Après vingt-quatre heures d’hésitations, le Parquet national antiterroriste (PNAT) a finalement décidé, vendredi 4 octobre, de se saisir de l’attaque au couteau qui a eu lieu, jeudi 3 octobre, au sein de la Préfecture de police (PP) de Paris, causant la mort de quatre fonctionnaires et en blessant plusieurs autres. L’annonce a eu l’effet d’une déflagration au sein de la maison police, tant ce scénario paraissait inimaginable dans une institution aussi imposante que la PP, qui plus est de la part d’un agent de sa direction du renseignement (DRPP) réputée pour son expertise et son goût du secret.

Vendredi 4 octobre, le PNAT a donc repris l’enquête de flagrance diligentée initialement par le parquet de Paris sous les qualifications « d’assassinat sur personne dépositaire de l’autorité publique en relation avec une entreprise terroriste »« tentative d’assassinat sur personne dépositaire de l’autorité publique en relation avec une entreprise terroriste » et « association de malfaiteurs terroriste criminelle ». Les investigations ont été confiées à la brigade criminelle de Paris, la sous-direction antiterroriste de la direction centrale de la police judiciaire (DCPJ) et la direction générale de la sécurité intérieure (DGSI).

Plusieurs éléments ont conduit les enquêteurs à écarter progressivement la piste d’un coup de folie de l’assaillant pour finalement accréditer l’hypothèse de l’attentat terroriste. La violence et la détermination de son parcours meurtrier d’abord : une des victimes a été égorgée. L’auteur de la tuerie, Mickaël Harpon, 45 ans, tué à l’issue du drame, a également envoyé des SMS troublants à sa compagne dans l’heure précédant les faits, selon plusieurs sources.

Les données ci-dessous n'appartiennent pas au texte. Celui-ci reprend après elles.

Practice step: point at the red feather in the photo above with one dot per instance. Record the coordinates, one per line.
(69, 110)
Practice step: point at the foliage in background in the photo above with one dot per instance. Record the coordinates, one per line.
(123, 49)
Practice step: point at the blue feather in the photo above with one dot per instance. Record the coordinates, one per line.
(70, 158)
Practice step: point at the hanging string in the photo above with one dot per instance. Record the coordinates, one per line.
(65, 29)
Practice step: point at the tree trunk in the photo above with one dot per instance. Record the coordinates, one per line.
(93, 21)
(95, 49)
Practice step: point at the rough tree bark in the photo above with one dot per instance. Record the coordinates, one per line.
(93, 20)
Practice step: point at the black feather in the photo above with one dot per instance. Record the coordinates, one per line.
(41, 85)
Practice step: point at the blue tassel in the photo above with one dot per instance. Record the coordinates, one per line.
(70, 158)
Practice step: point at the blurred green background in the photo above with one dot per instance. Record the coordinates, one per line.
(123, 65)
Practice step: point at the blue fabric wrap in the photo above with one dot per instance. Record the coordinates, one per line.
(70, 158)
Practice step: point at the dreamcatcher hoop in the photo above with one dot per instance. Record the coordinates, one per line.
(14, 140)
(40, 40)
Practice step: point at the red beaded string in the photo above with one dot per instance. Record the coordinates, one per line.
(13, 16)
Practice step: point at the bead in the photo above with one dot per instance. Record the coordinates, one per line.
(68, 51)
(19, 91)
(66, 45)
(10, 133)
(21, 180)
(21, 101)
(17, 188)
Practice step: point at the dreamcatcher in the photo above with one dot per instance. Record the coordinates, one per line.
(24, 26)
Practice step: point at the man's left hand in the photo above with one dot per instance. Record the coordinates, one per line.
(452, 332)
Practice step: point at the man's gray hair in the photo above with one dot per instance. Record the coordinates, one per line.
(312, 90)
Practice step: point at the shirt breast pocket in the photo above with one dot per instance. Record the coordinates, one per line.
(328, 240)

Des SMS à très forte connotation religieuse, retrouvés dans le téléphone de la jeune femme, âgée de 38 ans.

Thèse d’un acte djihadiste prémédité

L’autre élément déterminant concerne l’environnement du tueur qui exerçait comme informaticien à la DRPP. Des personnes appartenant clairement à la mouvance salafiste ont été identifiées dans son entourage. Converti à l’islam depuis au moins dix-huit mois, Mickaël Harpon fréquentait notamment très régulièrement la mosquée de La Fauconnière près de chez lui, à Gonesse (Val-d’Oise). Or, selon nos informations, ce lieu de culte était connu pour abriter les prêches d’un jeune imam salafiste d’origine marocaine très controversé. L’homme avait même failli être expulsé par les autorités par le passé.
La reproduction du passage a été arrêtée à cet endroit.